Had a small idea that I wanted to try out quickly. Tried replacing the popcount function in basics.h for NGSA, and it did actually turn out to be faster, at least with skorpios. Times were 84.29 seconds vs 79.75 seconds, for tabular popcount vs bit-mangling popcount. So maybe we should change the function in basics to the bit-mangling version?

07/12/10

Read over Daniel's presentation on rank structures and thought over how I'm going to implement the two-level structure today. As far as I can tell, Vigna's rank9 has no practical way of adjusting sampling rates, which is something we want. So, I think I'll stick with the regular two-level structure with a few modifications:

There is one "block" per 64 characters.
The top level will be 32-bit unsigned integers.
The bottom level will be made of 16-bit unsigned integers.
There will be one bottom level count every (sampling rate) blocks.
There will be one top level count every 1023 (the maximum number of blocks that can be counted with 16 bits) blocks

The implementation shouldn't be too bad. I've decided to stick with the interleaved counts implementation for now, where all the counts are interleaved with the sequence blocks. Adding a higher level would just mean adding more blocks, this time with a constant sampling rate of 1023. Ranks would just be the sum of the nearest low-level block and the nearest top-level block. I don't think I will interleave the top level blocks, since they're much too far apart to benefit anyway.

Another optimization I've been thinking about is to limit the sampling rate to powers of 2. That way, when finding the nearest blocks, I can just do bit shifts instead of costly divisions. I'm also thinking about using a sampling rate of 512 for the top-level blocks, so that I can use bit shifts as well. The difference in space usage isn't very large, less than a megabyte (in theory) for a 4-billion base sequence (calculation here, multiplied by 4 for all four bases).

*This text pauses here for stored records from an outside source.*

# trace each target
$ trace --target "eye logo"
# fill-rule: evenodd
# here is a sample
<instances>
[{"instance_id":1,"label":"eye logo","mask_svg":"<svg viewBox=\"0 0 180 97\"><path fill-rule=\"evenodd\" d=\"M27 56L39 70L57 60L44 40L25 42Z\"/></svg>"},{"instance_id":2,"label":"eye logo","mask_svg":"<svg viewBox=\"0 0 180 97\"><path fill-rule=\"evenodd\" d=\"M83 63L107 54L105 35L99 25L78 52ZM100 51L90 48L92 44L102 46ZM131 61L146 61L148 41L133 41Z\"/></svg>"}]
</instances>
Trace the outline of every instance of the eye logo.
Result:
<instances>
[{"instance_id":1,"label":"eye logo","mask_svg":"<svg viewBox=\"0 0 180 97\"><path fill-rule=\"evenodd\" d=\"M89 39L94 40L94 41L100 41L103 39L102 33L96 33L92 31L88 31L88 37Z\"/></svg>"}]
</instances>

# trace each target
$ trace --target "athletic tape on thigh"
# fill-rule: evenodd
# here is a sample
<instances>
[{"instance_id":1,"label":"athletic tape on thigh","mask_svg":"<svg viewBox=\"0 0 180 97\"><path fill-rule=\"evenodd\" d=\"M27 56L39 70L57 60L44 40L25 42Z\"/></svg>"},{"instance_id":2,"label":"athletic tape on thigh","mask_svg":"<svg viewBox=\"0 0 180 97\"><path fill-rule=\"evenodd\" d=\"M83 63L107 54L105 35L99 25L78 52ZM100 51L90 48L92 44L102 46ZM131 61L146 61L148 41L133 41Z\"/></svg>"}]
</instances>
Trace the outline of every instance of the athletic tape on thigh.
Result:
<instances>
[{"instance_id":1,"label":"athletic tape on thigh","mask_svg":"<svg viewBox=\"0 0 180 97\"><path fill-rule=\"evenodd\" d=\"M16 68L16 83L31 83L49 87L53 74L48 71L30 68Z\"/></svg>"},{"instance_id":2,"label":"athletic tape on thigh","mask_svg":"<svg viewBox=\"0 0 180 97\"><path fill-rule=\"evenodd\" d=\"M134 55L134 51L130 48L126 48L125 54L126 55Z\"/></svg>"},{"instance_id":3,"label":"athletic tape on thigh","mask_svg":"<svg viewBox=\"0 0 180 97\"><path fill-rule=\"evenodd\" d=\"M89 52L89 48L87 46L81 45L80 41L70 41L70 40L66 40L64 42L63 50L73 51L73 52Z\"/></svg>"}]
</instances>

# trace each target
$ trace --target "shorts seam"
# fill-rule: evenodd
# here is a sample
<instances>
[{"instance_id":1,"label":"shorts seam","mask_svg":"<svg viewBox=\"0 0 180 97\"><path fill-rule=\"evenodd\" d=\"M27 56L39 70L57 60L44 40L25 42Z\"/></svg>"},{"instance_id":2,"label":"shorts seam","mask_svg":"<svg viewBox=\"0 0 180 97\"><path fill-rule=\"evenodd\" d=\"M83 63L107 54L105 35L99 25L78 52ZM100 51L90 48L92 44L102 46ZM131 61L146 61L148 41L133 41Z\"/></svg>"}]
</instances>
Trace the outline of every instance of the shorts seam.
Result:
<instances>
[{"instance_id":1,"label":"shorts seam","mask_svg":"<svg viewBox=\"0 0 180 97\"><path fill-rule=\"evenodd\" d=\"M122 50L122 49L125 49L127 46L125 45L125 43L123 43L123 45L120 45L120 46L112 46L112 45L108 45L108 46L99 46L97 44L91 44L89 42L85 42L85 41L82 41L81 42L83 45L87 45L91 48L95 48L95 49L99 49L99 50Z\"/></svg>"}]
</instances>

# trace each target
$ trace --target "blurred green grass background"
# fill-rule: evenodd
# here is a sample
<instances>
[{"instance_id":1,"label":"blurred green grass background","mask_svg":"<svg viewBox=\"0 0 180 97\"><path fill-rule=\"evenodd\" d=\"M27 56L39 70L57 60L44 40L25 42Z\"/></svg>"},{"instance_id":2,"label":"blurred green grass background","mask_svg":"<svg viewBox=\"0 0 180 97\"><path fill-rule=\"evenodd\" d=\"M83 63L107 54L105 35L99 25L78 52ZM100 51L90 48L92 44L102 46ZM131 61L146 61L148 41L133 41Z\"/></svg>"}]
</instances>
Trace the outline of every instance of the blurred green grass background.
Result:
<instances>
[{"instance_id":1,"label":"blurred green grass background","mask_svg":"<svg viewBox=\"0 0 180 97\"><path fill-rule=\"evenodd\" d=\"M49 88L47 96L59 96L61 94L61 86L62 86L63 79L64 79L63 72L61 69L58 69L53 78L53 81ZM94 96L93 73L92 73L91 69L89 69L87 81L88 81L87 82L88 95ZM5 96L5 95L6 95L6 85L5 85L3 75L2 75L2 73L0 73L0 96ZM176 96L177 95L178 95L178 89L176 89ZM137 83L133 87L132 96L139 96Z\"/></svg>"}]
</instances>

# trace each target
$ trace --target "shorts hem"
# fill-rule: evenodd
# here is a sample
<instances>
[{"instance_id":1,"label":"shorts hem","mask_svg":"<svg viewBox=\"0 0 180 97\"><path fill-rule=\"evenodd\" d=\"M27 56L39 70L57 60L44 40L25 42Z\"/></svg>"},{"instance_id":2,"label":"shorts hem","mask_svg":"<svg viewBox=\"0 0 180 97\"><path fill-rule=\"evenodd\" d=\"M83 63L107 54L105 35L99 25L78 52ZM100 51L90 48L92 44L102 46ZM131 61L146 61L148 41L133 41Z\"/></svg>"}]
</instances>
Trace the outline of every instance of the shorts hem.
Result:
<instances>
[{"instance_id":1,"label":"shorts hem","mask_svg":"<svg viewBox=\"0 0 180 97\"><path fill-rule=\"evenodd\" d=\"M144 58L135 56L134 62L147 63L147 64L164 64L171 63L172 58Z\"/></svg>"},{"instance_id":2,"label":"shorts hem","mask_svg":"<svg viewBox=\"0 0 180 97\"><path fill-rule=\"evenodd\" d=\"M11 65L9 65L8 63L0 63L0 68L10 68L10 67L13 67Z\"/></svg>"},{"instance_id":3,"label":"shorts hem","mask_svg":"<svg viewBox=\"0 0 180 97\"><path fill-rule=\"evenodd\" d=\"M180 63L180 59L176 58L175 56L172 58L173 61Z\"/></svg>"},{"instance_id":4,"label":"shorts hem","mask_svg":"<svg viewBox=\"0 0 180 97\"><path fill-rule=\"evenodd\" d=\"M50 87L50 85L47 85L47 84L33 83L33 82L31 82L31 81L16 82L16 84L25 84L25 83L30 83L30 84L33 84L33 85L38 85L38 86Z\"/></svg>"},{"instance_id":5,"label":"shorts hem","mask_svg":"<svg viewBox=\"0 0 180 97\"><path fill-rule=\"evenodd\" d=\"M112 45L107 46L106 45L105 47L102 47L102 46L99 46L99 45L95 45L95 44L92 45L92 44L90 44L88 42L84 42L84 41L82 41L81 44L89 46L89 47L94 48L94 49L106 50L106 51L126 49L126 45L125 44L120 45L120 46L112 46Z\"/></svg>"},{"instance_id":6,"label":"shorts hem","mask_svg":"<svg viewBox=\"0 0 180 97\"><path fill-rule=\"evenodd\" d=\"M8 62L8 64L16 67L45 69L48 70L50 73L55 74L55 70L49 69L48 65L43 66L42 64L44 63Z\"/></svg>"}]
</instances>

Finally, here is the graph I promised on Friday, compared to sampling rate. Tests were done on skorpios with sequence size of 512,000,000 over 25,000,000 times each and a constant seed:

Rank graph (sampling rate) *Notes: "Interleaved" is the normal interleaved implementation, "3-base" is the slightly more memory-efficient method which keeps track of only 3 bases, and "Count-Interleaved" is the version with counts interleaved into the rank blocks. Blue dots are versions with the tabled popcount, yellow dots have the bit-mangling popcount, while orange dots use the SSE4.2 hardware instruction.

It's a little hard to tell, but it looks like the count interleaved implementation shows minor improvements in speed (about 5%) up until sampling rate=128, where it starts to get much slower.

To do:

Finish implementation of 2-level rank structure
Start on 32-bit implementation

07/13/10

Finished up the two-level rank structure. I ended up deciding to go with taking a sample for the top level every 512 blocks instead of 1023 blocks. There's a little speed difference in it, it's easier to calculate and it's not much of a space difference, since the top level takes up so little anyway. I also decided to go with using bit shifts.

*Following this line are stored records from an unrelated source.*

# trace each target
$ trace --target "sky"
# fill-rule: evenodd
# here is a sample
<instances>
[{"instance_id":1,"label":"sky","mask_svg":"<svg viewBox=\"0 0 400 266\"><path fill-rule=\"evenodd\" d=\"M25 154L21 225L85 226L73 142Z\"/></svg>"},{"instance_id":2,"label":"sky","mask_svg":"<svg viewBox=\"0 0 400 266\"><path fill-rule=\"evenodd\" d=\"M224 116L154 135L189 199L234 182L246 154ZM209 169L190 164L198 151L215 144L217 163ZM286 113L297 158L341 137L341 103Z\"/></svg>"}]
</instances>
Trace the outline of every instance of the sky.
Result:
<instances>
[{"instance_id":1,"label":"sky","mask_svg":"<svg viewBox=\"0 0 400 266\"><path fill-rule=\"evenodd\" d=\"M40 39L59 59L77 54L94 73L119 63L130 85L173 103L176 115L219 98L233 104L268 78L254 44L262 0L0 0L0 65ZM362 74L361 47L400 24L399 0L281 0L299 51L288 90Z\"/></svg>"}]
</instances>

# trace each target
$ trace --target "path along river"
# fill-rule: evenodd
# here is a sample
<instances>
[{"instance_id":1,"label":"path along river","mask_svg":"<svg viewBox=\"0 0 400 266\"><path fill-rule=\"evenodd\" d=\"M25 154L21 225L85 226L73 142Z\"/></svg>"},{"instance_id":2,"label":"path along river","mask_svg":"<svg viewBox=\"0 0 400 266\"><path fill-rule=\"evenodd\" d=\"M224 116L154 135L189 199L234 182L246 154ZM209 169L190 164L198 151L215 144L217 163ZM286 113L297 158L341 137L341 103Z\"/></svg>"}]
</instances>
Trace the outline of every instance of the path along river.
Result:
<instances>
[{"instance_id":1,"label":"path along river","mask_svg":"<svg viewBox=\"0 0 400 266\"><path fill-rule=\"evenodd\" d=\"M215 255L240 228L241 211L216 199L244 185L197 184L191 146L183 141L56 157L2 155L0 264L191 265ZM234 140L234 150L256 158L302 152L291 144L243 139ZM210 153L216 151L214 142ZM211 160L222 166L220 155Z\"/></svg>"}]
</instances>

So now, any sample factor that is inputted is rounded down to the next smallest power of two. This way, I can use bit operations instead of divisions and multiplications, which are slightly slower. Running a few tests, I see about a 10% performance gain.

To do:

Start on 32-bit implementation

07/15/10

Whoops, I completely forgot to make a post yesterday, so I'll make a post for yesterday and today, today.

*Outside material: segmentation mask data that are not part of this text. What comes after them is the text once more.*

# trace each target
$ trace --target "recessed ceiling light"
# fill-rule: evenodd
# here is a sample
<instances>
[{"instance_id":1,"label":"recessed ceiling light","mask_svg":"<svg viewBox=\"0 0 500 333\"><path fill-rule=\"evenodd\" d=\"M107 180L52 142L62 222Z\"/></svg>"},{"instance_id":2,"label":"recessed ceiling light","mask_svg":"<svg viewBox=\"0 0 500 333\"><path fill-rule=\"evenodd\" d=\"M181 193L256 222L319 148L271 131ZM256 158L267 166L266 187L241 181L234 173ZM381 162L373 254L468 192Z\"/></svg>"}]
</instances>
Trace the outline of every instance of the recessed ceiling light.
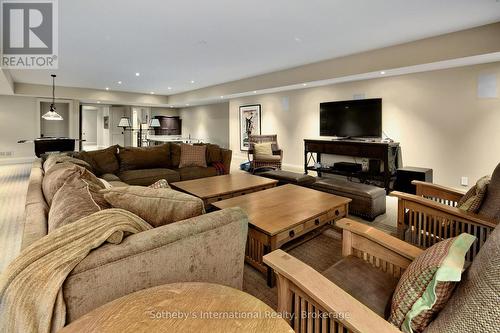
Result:
<instances>
[{"instance_id":1,"label":"recessed ceiling light","mask_svg":"<svg viewBox=\"0 0 500 333\"><path fill-rule=\"evenodd\" d=\"M172 87L168 87L167 89L168 89L168 90L172 90Z\"/></svg>"},{"instance_id":2,"label":"recessed ceiling light","mask_svg":"<svg viewBox=\"0 0 500 333\"><path fill-rule=\"evenodd\" d=\"M118 81L117 83L118 83L118 84L122 84L122 81Z\"/></svg>"},{"instance_id":3,"label":"recessed ceiling light","mask_svg":"<svg viewBox=\"0 0 500 333\"><path fill-rule=\"evenodd\" d=\"M109 87L106 87L106 90L109 90Z\"/></svg>"},{"instance_id":4,"label":"recessed ceiling light","mask_svg":"<svg viewBox=\"0 0 500 333\"><path fill-rule=\"evenodd\" d=\"M297 43L302 42L302 39L300 39L300 37L295 37L294 39L295 39L295 41L296 41Z\"/></svg>"},{"instance_id":5,"label":"recessed ceiling light","mask_svg":"<svg viewBox=\"0 0 500 333\"><path fill-rule=\"evenodd\" d=\"M170 105L171 108L173 108L174 106L173 105Z\"/></svg>"},{"instance_id":6,"label":"recessed ceiling light","mask_svg":"<svg viewBox=\"0 0 500 333\"><path fill-rule=\"evenodd\" d=\"M151 94L151 95L154 95L154 94L155 94L155 92L154 92L154 91L151 91L151 92L150 92L150 94Z\"/></svg>"},{"instance_id":7,"label":"recessed ceiling light","mask_svg":"<svg viewBox=\"0 0 500 333\"><path fill-rule=\"evenodd\" d=\"M384 74L385 74L385 72L384 72L384 71L381 71L381 72L380 72L380 75L384 75Z\"/></svg>"},{"instance_id":8,"label":"recessed ceiling light","mask_svg":"<svg viewBox=\"0 0 500 333\"><path fill-rule=\"evenodd\" d=\"M302 83L302 85L305 87L305 86L307 86L307 83Z\"/></svg>"},{"instance_id":9,"label":"recessed ceiling light","mask_svg":"<svg viewBox=\"0 0 500 333\"><path fill-rule=\"evenodd\" d=\"M221 96L220 98L224 98L224 96Z\"/></svg>"},{"instance_id":10,"label":"recessed ceiling light","mask_svg":"<svg viewBox=\"0 0 500 333\"><path fill-rule=\"evenodd\" d=\"M257 90L254 90L254 91L253 91L253 93L254 93L254 94L256 94L256 93L257 93Z\"/></svg>"},{"instance_id":11,"label":"recessed ceiling light","mask_svg":"<svg viewBox=\"0 0 500 333\"><path fill-rule=\"evenodd\" d=\"M194 83L194 80L191 80L191 83Z\"/></svg>"},{"instance_id":12,"label":"recessed ceiling light","mask_svg":"<svg viewBox=\"0 0 500 333\"><path fill-rule=\"evenodd\" d=\"M189 106L189 104L186 104L186 106Z\"/></svg>"},{"instance_id":13,"label":"recessed ceiling light","mask_svg":"<svg viewBox=\"0 0 500 333\"><path fill-rule=\"evenodd\" d=\"M135 76L141 76L141 73L137 72L135 73Z\"/></svg>"},{"instance_id":14,"label":"recessed ceiling light","mask_svg":"<svg viewBox=\"0 0 500 333\"><path fill-rule=\"evenodd\" d=\"M101 101L97 101L97 104L101 104Z\"/></svg>"}]
</instances>

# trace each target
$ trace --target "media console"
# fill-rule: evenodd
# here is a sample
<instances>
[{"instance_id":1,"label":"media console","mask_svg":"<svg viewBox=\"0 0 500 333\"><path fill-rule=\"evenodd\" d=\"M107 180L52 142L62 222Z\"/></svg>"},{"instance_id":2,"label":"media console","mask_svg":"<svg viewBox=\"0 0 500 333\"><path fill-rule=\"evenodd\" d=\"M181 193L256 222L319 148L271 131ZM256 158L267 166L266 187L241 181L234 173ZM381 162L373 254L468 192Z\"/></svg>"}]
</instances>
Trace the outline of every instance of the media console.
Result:
<instances>
[{"instance_id":1,"label":"media console","mask_svg":"<svg viewBox=\"0 0 500 333\"><path fill-rule=\"evenodd\" d=\"M376 171L350 172L335 170L334 168L317 168L309 165L311 161L321 164L321 155L340 155L358 158L367 158L379 165ZM316 157L314 156L316 155ZM357 178L362 182L374 181L381 184L386 192L391 190L391 182L396 179L396 169L401 167L401 152L398 142L382 142L381 140L304 140L304 172L316 171L321 177L322 173L330 173L350 178Z\"/></svg>"}]
</instances>

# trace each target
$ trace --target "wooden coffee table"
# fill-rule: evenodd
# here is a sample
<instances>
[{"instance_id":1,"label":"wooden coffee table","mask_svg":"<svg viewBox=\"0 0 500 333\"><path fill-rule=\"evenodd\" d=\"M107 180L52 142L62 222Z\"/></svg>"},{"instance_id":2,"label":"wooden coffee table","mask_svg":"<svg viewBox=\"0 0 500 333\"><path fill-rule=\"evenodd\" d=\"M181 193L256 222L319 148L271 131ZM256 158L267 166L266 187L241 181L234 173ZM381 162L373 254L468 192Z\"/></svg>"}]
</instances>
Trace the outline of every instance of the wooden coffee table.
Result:
<instances>
[{"instance_id":1,"label":"wooden coffee table","mask_svg":"<svg viewBox=\"0 0 500 333\"><path fill-rule=\"evenodd\" d=\"M349 198L289 184L213 205L219 209L241 207L248 214L245 260L267 274L267 283L272 286L272 271L262 262L262 256L346 217L349 202Z\"/></svg>"},{"instance_id":2,"label":"wooden coffee table","mask_svg":"<svg viewBox=\"0 0 500 333\"><path fill-rule=\"evenodd\" d=\"M137 291L87 313L59 332L293 333L285 319L241 290L173 283Z\"/></svg>"},{"instance_id":3,"label":"wooden coffee table","mask_svg":"<svg viewBox=\"0 0 500 333\"><path fill-rule=\"evenodd\" d=\"M269 189L276 184L278 181L274 179L238 173L186 180L172 183L170 186L202 199L208 208L214 202Z\"/></svg>"}]
</instances>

Yesterday, I managed to actually finish up my two-level implementation (turns out there were a few bugs in certain cases, due to +1/-1 errors). I also implemented save/load functionality, so that the structure itself can be saved. To use, just call RankStructure::Save on a RankStructure that has already been initialized (by calling RankStructure::Init). Loading works the same way, just call RankStructure::Load with a filename supplied. Note that when loading a RankStructure, RankStructure::Init doesn't have to be called first. I'm not sure whether I should be taking in a file name as a string or whether I should just take in a stream pointer; readaligner's rank structure seems to just take in a pointer, so I might switch to that. Only problem is, I have to assume that the file's been opened as binary.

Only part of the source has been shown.